Papá Noel en campaña electoral

Valentí Puig

Valentí Puig

El político hada madrina promete cambiar de un día para otro la gran ciudad, que cada ciudadano tenga jacuzzi en casa y que en las peluquerías teñirse el cabello salga gratis. Viviendas, aulas, piscinas, aeropuertos, paz y seguridad, tramos del AVE: las promesas electorales son un megamercado en el que las ofertas no llevan la etiqueta con su precio real y al final habrá que pagar más impuestos o más deuda pública. Cada comunidad autónoma de la noche a la mañana será otro Silicon Valley, un edén absoluto, el paraíso de la democracia perfecta con robots que barren la casa y desayuno proteínico en la cama.

En los debates electorales cada candidato expondrá su mapa del oasis futuro negando a sus competidores incluso la capacidad de sembrar palmeras en un paseo marítimo. Elección tras elección, sin posterior rendimiento de cuentas, las promesas son más desproporcionadas y, cuantos más instrumentos de control tiene la democracia, menos nos importa que haya o no mecanismos de fiscalización, techos de gasto o un contrato de resultados. Sea por pánico o por demagogia, las promesas electorales se han desbocado. Todo va a la par con la desconsideración crónica del bien común.

Un sistema político sobrecargado de falsas promesas electorales acaba favoreciendo a los extremos. En el banderín de enganche del partido abstencionista hay más afluencia que en la Champions League. Dar por sentado que la democracia es el mejor sistema -o el menos malo- no garantiza que la ciudadanía haga del voto un acto razonado.

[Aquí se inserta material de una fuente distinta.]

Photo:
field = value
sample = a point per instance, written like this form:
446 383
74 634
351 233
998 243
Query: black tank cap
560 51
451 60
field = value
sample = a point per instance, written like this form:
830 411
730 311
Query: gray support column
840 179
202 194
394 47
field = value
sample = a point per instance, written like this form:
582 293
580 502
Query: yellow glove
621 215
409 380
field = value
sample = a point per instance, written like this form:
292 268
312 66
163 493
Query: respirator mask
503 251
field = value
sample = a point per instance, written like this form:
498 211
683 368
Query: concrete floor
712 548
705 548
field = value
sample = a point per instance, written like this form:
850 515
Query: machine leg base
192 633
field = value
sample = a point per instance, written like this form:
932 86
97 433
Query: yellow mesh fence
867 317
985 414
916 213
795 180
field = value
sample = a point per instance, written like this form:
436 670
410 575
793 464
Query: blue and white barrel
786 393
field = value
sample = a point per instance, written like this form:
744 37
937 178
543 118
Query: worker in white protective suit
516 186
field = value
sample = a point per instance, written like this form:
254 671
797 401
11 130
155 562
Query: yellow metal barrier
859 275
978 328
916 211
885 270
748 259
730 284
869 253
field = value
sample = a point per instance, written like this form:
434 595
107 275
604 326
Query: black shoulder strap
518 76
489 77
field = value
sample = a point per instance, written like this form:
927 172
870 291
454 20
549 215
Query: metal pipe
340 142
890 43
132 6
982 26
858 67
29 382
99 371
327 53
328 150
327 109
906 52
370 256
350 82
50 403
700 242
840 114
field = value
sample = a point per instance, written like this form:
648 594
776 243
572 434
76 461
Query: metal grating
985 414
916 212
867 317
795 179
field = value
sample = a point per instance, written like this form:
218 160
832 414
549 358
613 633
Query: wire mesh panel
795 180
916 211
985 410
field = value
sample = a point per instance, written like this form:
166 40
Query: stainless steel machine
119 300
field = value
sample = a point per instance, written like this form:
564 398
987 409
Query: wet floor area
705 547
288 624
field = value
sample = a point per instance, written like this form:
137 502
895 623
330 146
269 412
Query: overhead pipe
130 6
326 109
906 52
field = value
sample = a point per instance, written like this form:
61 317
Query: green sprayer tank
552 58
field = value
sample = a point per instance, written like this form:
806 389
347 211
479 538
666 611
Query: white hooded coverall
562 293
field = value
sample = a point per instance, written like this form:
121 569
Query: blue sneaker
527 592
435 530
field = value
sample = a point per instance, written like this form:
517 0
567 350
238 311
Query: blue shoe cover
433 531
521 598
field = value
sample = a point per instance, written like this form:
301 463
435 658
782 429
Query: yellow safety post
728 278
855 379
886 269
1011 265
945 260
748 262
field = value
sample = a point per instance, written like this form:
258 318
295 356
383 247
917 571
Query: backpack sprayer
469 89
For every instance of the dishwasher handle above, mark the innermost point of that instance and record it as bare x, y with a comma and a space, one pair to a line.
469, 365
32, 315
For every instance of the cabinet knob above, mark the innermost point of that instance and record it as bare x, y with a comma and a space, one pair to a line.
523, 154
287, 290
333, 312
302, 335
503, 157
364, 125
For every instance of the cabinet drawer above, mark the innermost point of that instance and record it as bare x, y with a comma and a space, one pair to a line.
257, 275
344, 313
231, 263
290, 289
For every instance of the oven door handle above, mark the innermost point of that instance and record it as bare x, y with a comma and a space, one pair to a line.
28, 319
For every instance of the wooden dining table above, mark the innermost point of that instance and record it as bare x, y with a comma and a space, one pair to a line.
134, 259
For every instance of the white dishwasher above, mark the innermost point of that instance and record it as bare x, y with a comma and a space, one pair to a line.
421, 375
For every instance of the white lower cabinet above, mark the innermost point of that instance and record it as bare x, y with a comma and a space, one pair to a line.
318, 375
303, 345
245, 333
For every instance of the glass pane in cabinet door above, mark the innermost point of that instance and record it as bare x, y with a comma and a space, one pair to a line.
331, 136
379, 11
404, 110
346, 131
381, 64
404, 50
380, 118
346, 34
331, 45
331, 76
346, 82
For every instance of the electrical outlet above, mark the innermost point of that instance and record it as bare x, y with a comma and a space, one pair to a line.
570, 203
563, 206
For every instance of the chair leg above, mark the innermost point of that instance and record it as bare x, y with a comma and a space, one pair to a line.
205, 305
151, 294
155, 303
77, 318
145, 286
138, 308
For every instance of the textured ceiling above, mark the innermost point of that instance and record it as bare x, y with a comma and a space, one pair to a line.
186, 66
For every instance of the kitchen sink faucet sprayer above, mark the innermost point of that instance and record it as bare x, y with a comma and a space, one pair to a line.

Culpar del error únicamente a políticos y partidos es otra forma de creer que Papá Noel lo arregla todo. También tiene que ver con la pasividad de las sociedades, concentradas en su gratificación inmediata. Ese requerimiento de gratificación sin costes explica en gran parte que los candidatos anden prometiendo mundos justos, bellos e imposibles. Si un candidato cuantificase presupuestariamente sus promesas posiblemente no lo votaría nadie. Al demócrata Adlai Stevenson, un admirador le dijo: «Todos los ciudadanos razonables estamos con usted». Por una vez realista, Stevenson respondió: «Eso no es suficiente. Necesito tener mayoría».

Seguramente nunca tantos votantes tuvieron a mano tanta información para votar con criterio propio pero eso no siempre queda ejemplificado por los recuentos electorales. Para verlo como la botella medio llena, es positivo que incluso los que se desentienden de la política acudan a votar al regreso de la playa, voten lo que voten. En realidad, ya sabíamos que la democracia es, estrictamente, la oportunidad de retirar del poder a quien se lo dimos cuatro años antes. Y añorar cierta pompa democrática puede incluso ser más engañoso.

Quizás en las escuelas no se explica bien lo que costó a la humanidad el ejercicio del voto. El sufragio universal, que sea secreto, que las juntas electorales funcionen: un sinfín de perfeccionamientos del sistema garantizan la plena libertad del votante. Pero no podemos evitar que los candidatos hagan de Papá Noel, con el saco de maravillas a cuestas, prometiendo más de lo que un país se puede permitir gastar. A falta de idealismo democrático, votemos al menos con la calculadora a mano, sabiendo lo que cuesta votar a uno o a otro, especialmente a quienes ofrezcan un surtidor de champán en cada rotonda.